Artists in dialogue

New show at National Gallery Singapore puts South-east Asian works alongside modern art from the Centre Pompidou collection

A world in flux seems to define the millennial experience - freak weather, terror attacks, rapid technological progress.

Yet changes in society, politics and technology have long rocked mankind and, in turn, provoked cultural and intellectual responses.

In the 19th century, this birthed the notion of modernity, with artists from South-east Asia and the West advancing form and style in art.

This understanding of modernism in art lies at the heart of a new exhibition that opens on Thursday at the National Gallery Singapore.

Reframing Modernism is the gallery's first international exhibition and it is jointly curated and presented with the Centre Pompidou, Paris. It also inaugurates the Singtel Special Exhibition Gallery in the museum's City Hall wing.

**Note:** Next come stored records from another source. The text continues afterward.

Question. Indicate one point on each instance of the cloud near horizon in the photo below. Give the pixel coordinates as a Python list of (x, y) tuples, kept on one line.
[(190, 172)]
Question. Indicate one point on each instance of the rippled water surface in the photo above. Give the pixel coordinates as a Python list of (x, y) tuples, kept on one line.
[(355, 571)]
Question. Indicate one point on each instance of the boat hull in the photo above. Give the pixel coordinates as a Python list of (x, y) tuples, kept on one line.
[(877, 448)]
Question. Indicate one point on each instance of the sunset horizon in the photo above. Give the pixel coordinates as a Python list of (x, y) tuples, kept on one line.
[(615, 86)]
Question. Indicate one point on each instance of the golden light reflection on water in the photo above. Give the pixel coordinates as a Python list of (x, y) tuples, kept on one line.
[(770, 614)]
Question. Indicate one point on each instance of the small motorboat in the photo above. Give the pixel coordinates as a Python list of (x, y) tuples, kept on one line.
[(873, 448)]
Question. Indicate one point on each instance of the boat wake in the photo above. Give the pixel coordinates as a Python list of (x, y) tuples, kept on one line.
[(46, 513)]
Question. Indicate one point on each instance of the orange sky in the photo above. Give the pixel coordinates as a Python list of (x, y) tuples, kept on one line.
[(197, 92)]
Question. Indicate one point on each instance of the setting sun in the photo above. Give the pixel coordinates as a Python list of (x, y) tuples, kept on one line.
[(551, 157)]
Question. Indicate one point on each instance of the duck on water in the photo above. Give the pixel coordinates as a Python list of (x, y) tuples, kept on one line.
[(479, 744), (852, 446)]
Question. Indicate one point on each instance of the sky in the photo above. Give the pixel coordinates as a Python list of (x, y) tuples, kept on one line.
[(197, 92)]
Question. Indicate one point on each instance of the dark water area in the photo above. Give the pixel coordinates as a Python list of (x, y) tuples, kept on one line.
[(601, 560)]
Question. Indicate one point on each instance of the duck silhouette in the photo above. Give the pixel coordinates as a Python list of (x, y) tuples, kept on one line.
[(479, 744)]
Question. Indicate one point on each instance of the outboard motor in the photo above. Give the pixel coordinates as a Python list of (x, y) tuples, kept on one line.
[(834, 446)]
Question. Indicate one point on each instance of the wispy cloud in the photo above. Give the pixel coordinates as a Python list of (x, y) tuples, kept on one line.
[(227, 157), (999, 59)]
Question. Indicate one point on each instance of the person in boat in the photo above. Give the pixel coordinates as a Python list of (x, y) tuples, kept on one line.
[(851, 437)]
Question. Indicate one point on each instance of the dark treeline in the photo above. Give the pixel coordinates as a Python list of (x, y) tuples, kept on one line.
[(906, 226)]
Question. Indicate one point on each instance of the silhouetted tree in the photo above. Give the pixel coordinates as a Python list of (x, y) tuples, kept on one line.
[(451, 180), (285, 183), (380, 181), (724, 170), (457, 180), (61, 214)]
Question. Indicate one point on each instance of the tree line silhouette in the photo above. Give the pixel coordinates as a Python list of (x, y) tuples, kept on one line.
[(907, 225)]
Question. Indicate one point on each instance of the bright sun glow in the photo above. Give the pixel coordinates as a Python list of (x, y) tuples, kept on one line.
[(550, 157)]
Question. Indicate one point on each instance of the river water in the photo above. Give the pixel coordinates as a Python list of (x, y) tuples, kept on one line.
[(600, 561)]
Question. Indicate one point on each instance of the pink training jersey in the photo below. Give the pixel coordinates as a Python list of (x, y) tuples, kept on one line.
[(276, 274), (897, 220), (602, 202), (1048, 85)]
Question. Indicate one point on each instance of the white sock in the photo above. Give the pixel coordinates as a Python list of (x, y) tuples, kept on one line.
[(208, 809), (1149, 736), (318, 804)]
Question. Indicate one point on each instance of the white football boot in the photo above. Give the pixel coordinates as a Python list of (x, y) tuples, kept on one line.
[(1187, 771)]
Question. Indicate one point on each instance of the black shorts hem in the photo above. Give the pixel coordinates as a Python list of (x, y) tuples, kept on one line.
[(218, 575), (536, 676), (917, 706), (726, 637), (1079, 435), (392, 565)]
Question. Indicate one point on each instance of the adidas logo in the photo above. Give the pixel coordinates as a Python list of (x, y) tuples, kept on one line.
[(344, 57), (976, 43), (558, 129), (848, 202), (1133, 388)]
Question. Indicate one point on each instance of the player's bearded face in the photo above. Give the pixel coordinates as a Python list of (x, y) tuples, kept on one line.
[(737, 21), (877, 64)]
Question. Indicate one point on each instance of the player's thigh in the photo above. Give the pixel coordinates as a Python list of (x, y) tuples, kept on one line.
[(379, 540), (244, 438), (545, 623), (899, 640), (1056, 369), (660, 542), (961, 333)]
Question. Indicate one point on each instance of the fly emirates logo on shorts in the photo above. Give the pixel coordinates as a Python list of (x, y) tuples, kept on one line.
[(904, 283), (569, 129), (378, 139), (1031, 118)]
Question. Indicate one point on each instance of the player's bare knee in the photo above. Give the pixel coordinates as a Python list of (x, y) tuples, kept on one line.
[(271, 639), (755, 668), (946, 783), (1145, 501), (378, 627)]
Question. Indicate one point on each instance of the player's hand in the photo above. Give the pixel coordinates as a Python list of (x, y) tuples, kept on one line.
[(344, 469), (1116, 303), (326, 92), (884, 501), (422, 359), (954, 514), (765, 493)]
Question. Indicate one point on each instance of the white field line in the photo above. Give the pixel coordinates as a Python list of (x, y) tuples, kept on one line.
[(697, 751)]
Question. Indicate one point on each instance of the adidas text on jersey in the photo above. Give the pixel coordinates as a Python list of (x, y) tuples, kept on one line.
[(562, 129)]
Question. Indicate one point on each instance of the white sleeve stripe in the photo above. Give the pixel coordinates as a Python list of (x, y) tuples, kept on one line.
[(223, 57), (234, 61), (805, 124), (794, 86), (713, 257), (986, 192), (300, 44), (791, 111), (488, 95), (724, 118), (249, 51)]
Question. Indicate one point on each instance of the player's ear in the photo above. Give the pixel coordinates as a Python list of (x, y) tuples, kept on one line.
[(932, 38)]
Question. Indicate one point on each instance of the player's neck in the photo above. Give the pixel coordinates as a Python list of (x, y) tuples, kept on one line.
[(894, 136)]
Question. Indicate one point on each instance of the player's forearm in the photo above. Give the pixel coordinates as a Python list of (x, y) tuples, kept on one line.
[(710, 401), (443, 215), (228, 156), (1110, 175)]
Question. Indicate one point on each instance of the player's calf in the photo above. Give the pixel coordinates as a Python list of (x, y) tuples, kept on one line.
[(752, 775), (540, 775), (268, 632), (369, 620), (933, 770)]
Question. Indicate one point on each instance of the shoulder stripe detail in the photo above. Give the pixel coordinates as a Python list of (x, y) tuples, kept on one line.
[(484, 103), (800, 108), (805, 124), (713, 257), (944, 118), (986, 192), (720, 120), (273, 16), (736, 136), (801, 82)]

More than 200 paintings by 51 artists are hung in the 1,960 sq m gallery. About half of the works come from Paris and the rest from South-east Asia, from the collection of the National Gallery as well as loans from private collections and museums in the region.

Artists featured in the show include Pablo Picasso, Henri Matisse and Vassily Kandinsky from the Centre Pompidou collection, and South-east Asian artists such as Le Pho, Cheong Soo Pieng and Anita Magsaysay-Ho.

National Gallery director Eugene Tan says the show reframes modernism because it unsettles assumptions about it.

  • VIEW IT / REFRAMING MODERNISM

  • WHERE: National Gallery Singapore, 1 St Andrew's Road, Singtel Special Exhibition Gallery

    WHEN: Thursday to July 17; Monday to Thursday and Sunday (10am to 7pm), Friday and Saturday (10am to 10pm)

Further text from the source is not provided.